Let A[0...n - 1] be an array of n distinct positive integers. If i < j and A[i] > A[j] then the pair (i, j) is called an inversion of A. Given n and an array A your task is to find the number of inversions of A.
Input
The first line contains t, the number of testcases followed by a blank space. Each of the t tests start with a number n (n <= 200000). Then n + 1 lines follow. In the ith line a number A[i - 1] is given (A[i - 1] <= 10^7).

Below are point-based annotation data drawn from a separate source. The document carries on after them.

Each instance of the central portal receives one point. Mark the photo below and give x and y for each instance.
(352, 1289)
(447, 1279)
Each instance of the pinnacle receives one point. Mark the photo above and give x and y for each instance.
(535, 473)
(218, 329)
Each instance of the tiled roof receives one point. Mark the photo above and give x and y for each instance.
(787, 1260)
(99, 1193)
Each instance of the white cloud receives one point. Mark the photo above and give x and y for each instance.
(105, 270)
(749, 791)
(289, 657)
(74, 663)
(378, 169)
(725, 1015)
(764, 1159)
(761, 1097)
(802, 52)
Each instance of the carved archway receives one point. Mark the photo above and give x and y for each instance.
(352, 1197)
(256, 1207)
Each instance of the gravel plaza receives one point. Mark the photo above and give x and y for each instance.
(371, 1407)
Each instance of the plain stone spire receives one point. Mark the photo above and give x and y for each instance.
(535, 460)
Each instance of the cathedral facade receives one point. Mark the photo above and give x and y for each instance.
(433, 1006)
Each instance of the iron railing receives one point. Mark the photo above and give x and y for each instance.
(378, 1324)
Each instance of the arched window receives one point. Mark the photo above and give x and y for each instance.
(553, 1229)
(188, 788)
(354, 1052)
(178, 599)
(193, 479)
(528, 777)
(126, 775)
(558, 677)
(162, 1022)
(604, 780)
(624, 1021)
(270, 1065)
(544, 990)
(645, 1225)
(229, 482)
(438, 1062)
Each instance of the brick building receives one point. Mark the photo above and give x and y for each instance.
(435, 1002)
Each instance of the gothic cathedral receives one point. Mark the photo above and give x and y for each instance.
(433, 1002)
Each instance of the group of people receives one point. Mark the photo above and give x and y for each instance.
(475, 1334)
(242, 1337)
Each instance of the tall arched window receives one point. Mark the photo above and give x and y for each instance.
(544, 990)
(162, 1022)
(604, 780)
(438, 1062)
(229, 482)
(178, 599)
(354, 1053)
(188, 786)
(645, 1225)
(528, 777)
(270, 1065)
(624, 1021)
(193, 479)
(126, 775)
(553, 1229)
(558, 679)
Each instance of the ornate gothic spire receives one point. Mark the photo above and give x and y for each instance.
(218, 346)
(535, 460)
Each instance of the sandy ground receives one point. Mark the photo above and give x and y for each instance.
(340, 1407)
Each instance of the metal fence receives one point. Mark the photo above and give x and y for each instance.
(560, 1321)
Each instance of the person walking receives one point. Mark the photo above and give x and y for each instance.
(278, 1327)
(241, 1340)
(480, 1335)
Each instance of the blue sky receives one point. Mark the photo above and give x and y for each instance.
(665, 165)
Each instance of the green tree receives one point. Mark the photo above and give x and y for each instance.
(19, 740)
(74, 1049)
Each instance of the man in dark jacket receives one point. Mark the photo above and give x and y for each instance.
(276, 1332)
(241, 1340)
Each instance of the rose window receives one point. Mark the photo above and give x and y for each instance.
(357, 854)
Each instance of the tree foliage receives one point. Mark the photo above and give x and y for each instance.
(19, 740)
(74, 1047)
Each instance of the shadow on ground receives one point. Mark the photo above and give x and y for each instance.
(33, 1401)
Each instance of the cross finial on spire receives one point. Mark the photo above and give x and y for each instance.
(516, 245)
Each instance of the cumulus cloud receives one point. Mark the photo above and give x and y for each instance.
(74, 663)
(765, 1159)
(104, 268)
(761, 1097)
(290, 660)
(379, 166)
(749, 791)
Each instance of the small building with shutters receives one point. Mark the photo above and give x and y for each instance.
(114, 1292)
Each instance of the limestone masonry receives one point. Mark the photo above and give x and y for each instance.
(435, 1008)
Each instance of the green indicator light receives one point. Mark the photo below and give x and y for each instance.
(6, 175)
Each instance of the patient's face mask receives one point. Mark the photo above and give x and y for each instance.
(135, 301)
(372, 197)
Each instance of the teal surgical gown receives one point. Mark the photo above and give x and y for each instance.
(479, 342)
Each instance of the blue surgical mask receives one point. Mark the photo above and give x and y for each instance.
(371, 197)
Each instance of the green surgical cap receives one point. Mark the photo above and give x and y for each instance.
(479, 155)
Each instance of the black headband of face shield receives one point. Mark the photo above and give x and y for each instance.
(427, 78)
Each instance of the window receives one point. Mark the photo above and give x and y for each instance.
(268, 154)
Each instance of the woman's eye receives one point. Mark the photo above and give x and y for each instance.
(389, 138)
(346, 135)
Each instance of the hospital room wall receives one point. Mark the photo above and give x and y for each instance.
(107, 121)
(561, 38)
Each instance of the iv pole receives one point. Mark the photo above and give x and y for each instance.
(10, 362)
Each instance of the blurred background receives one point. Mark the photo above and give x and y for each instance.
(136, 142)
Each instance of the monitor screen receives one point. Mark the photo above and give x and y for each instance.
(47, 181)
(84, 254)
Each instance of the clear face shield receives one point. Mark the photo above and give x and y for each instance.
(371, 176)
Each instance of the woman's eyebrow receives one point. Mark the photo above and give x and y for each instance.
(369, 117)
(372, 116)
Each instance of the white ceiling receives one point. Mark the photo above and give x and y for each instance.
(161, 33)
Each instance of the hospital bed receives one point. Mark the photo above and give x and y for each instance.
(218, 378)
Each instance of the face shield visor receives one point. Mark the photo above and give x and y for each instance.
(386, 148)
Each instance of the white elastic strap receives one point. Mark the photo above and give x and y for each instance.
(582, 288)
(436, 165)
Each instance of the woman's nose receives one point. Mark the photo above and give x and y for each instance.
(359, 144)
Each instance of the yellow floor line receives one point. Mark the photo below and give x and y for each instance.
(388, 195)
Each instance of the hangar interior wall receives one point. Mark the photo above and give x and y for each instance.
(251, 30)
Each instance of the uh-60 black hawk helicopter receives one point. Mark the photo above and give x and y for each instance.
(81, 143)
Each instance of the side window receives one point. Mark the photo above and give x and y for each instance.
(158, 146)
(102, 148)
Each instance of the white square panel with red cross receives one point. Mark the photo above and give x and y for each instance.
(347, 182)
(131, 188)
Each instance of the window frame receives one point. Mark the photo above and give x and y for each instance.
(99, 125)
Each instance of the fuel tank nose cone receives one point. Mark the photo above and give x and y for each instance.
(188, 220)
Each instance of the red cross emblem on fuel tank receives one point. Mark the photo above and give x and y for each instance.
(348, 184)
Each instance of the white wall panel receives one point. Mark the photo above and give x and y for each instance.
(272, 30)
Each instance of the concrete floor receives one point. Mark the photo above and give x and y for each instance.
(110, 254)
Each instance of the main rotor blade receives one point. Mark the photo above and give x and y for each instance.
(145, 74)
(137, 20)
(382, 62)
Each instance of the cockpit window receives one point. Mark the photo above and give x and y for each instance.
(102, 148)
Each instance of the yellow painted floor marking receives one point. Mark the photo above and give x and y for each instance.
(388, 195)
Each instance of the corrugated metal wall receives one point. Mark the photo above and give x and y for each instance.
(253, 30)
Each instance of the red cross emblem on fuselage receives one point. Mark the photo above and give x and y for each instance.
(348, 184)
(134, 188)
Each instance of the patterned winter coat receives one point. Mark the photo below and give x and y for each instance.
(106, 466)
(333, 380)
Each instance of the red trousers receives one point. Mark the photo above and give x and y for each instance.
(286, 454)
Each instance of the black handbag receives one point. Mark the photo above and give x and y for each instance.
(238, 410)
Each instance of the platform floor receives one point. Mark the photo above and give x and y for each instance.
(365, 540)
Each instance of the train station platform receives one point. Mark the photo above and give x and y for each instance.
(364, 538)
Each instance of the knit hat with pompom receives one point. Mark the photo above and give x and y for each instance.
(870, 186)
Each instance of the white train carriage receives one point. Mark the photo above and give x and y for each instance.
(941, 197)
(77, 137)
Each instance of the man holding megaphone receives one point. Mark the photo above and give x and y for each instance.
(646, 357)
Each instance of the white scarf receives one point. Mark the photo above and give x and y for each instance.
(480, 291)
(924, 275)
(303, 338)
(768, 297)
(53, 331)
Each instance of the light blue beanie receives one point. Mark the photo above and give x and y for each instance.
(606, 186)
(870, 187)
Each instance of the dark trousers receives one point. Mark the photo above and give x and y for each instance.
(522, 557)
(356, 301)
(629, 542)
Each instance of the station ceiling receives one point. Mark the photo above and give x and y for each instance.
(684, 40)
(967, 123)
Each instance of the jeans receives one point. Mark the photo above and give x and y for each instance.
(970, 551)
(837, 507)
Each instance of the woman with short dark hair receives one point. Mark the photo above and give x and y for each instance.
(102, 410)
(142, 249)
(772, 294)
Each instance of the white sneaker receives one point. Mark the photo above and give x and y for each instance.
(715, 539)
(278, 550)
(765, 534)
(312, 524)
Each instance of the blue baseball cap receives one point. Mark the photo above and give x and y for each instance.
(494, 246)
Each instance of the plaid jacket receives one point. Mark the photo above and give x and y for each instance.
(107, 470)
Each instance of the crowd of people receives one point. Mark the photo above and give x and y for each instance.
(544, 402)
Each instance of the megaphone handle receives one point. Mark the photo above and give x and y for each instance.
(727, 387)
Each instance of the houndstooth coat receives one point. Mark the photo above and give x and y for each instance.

The (n + 1)th line is a blank space.
Output
For every test output one line giving the number of inversions of A.
Example
Input:
2
3
3
1
2
5
2
3
8
6
1
Output:
2
5
#include <iostream>
#include <vector>
#include <climits>
#include <cmath>
using namespace std;
unsigned long long counter;
void merge(vector<int> &A, int p, int q, int r) {
int n1 = q - p + 1,
n2 = r - q;
vector<int> L(n1 + 1), R(n2 + 1);
for (int i = 0; i < n1; ++i) {
L[i] = A[p + i];
}
for (int i = 0; i < n2; ++i) {
R[i] = A[q + i + 1];
}
L[n1] = R[n2] = INT_MAX;
int i = 0,
j = 0;
for (int k = p; k <= r; ++k) {
if (L[i] <= R[j] && L[i] != INT_MAX) {
A[k] = L[i++];
} else {
A[k] = R[j++];
counter += n1 - i;
}
}
return;
}
void mergeSort(vector<int> &A, int p, int r) {
if (p < r) {
int q = (p + r) / 2;
mergeSort(A, p, q);
mergeSort(A, q + 1, r);
merge(A, p, q, r);
}
}
int main() {
int T;
cin >> T;
for (;T--;) {
int N;
cin >> N;
vector<int> A(N);
for (int i = 0; i < N; ++i) {
cin >> A[i];
}
counter = 0;
mergeSort(A, 0, N - 1);
cout << counter << "\n";
}
return 0;
}